One of the best explanations of getting offended I’ve ever seen here:
Bourgeois men succeeded in challenging aristocrats only when they had already received some formal recognition of status, either via legal equality or admission to some institution (eg, officer corps, universities) on an equal footing with aristocrats. Official recognition of equality is what enabled them to defend their equal status, by duel, in the broader social realm. When the hierarchical division between aristocracy and bourgeoisie was fully intact, bourgeois men would not have thought to take offence to slights from their betters, and their betters would not have listened if they did. Official equality establishes the norm in virtue of which men can demand respect. Equality made their skins thin. Thick skin is for unequals.
The current proliferation of offence-taking by members of marginalised groups has caused a lot of anxiety and discomfort. There is a real fear on the part of nearly everyone that they might be called out, and this has led to a sense that worrying so much about offence represents a regression to a more censorious and stifled society. Offence-as-insult does not deny that this can make social relations more tense, but adds another perspective. The history of duelling suggests that the very fact that offence is taken so seriously is a sign of progress. For men of honour, to be taken seriously when one took offence was a sign of equality.
Offence-as-insult suggests that those who take offence today should not be thought of as exceptionally fragile. They are sensitive, but only because they insist on the respect that, according to our norms of status equality, they are owed.
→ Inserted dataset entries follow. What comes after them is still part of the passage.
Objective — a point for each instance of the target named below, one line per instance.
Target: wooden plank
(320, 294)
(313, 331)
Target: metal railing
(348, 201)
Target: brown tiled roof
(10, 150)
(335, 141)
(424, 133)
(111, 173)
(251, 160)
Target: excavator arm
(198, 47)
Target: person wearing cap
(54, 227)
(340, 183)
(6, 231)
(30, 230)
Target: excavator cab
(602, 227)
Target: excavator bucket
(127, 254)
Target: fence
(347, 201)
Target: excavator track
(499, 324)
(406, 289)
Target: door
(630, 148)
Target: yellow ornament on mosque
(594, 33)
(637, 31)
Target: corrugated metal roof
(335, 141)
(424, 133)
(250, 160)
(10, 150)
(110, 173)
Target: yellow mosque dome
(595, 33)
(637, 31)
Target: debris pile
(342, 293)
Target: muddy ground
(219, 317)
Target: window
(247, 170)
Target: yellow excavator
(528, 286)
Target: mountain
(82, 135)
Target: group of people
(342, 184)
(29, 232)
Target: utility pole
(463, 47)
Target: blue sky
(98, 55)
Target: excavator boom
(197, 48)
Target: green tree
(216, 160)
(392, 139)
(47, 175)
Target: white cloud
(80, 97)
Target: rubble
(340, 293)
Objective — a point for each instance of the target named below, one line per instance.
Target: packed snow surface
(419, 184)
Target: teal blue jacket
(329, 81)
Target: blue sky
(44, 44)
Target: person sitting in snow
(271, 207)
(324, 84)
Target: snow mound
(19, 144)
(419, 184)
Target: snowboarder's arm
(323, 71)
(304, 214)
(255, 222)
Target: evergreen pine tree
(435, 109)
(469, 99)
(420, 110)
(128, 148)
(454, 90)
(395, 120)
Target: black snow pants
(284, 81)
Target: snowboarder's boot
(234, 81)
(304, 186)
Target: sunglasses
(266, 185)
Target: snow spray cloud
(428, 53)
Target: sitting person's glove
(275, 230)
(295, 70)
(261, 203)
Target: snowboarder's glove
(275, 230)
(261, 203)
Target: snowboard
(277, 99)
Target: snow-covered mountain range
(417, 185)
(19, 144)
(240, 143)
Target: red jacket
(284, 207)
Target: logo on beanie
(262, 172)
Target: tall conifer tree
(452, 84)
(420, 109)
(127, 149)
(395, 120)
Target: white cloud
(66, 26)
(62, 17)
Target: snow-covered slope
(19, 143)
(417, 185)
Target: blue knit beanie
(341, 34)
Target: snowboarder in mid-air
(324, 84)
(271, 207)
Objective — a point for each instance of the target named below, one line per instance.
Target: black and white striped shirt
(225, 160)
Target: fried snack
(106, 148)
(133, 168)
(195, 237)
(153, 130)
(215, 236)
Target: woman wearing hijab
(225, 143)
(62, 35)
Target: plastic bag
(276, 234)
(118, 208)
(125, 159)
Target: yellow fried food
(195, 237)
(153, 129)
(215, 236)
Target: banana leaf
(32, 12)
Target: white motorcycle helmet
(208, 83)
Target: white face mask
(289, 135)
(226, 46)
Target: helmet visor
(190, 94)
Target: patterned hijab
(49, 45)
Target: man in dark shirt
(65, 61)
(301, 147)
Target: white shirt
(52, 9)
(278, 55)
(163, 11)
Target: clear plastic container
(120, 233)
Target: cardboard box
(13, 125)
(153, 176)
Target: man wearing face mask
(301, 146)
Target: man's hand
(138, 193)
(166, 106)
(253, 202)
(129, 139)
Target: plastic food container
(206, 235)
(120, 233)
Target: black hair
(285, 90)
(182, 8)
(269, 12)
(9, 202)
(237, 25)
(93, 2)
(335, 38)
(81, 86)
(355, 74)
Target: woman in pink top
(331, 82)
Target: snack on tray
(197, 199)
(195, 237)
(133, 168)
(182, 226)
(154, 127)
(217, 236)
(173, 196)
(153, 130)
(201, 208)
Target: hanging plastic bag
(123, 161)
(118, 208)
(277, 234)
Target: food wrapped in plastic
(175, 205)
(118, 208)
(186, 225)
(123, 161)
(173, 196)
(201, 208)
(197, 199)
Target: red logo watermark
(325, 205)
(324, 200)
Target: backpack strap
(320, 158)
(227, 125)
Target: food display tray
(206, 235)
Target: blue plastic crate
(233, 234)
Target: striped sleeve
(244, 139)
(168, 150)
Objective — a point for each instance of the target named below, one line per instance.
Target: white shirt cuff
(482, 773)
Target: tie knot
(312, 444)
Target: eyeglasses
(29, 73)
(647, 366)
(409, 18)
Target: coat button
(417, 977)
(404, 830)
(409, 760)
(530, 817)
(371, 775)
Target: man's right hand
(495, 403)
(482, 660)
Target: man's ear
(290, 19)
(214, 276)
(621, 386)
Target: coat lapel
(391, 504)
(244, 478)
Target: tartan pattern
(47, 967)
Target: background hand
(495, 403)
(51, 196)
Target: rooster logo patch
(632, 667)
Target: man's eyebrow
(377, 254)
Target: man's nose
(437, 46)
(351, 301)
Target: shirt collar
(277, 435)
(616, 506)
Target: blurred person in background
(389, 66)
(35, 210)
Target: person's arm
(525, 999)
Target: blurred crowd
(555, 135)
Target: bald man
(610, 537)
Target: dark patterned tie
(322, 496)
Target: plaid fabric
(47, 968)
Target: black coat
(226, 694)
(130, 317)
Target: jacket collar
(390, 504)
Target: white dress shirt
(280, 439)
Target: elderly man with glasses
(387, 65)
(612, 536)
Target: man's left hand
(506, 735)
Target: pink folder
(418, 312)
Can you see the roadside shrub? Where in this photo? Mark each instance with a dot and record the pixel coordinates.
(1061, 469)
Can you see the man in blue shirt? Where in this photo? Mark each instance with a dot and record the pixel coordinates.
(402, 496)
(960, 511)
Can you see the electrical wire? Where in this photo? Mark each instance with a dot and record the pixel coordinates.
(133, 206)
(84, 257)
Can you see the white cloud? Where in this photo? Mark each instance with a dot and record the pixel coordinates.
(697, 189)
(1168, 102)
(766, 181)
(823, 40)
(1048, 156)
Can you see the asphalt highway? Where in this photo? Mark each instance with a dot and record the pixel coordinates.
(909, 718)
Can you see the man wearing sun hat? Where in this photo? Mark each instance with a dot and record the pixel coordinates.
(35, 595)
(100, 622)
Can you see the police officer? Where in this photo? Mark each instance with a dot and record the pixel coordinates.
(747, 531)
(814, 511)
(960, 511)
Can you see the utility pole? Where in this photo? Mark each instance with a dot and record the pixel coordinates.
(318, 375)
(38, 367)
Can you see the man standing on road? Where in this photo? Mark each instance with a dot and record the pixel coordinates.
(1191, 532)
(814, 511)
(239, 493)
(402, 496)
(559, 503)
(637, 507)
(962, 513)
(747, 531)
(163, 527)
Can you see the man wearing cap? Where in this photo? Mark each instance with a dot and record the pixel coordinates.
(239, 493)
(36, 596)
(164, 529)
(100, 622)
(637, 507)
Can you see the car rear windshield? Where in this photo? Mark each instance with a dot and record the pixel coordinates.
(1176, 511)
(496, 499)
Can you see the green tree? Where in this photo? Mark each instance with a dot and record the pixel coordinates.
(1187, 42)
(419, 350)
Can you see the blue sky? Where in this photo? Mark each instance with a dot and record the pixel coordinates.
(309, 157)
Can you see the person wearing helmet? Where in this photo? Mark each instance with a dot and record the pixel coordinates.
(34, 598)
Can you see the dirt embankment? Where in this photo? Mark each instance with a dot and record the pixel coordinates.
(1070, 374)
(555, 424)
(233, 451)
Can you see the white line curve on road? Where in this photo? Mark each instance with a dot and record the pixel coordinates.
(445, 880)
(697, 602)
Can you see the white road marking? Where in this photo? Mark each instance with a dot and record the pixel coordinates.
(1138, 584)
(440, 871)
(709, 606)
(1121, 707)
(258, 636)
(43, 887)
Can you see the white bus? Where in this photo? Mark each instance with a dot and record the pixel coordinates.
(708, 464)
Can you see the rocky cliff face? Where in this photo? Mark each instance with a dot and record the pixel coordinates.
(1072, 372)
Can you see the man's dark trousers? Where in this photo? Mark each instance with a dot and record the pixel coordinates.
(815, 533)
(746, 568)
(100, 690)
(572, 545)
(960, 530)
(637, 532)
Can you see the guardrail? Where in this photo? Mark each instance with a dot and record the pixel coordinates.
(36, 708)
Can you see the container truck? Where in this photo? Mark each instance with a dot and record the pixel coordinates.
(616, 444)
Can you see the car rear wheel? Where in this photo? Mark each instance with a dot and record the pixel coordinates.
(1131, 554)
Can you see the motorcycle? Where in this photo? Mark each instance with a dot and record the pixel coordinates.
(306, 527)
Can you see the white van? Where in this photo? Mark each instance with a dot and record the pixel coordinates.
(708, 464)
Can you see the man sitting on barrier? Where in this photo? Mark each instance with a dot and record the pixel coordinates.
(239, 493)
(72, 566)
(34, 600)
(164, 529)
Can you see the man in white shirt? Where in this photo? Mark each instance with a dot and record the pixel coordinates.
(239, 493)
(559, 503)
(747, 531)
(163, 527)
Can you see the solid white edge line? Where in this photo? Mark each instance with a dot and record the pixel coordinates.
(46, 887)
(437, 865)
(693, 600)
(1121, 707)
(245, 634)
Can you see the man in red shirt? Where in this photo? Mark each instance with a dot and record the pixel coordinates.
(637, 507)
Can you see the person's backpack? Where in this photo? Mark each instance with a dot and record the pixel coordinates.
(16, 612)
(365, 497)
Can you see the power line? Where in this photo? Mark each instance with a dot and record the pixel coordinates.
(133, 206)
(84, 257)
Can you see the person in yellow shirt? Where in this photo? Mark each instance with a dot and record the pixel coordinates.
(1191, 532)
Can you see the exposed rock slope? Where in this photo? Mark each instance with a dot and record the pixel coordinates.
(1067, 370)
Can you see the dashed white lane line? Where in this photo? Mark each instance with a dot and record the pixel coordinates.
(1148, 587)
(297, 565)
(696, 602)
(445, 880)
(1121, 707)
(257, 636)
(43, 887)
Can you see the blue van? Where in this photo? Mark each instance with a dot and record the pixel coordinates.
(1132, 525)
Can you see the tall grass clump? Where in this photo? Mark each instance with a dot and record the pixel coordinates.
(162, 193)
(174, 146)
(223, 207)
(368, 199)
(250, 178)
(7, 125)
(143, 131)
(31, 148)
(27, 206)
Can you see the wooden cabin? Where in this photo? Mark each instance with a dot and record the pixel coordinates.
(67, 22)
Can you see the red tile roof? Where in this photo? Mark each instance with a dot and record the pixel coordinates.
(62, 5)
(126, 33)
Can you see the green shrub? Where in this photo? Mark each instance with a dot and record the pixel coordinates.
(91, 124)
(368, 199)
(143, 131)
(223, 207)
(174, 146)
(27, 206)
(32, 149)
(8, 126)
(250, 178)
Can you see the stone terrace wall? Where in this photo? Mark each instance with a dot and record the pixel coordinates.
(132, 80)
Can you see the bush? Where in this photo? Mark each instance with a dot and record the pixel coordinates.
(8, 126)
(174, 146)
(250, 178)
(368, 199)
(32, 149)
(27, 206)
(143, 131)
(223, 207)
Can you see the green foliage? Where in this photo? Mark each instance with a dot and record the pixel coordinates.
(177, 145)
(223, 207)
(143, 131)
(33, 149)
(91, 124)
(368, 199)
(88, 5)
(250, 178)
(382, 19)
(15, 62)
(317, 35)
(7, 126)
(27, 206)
Voltaire, in his role as persecuted gadfly, is most often namechecked in support of free speech against offence. Yet the Voltaire who challenged Rohan might be made to stand for the other side of the argument. He risked his life and suffered persecution for daring to challenge the contempt visited by the high-born upon the common. If offence is about insult, then those who take offence today might be like early bourgeois duellists who began to stand on their pride after being made made to swallow it for so long.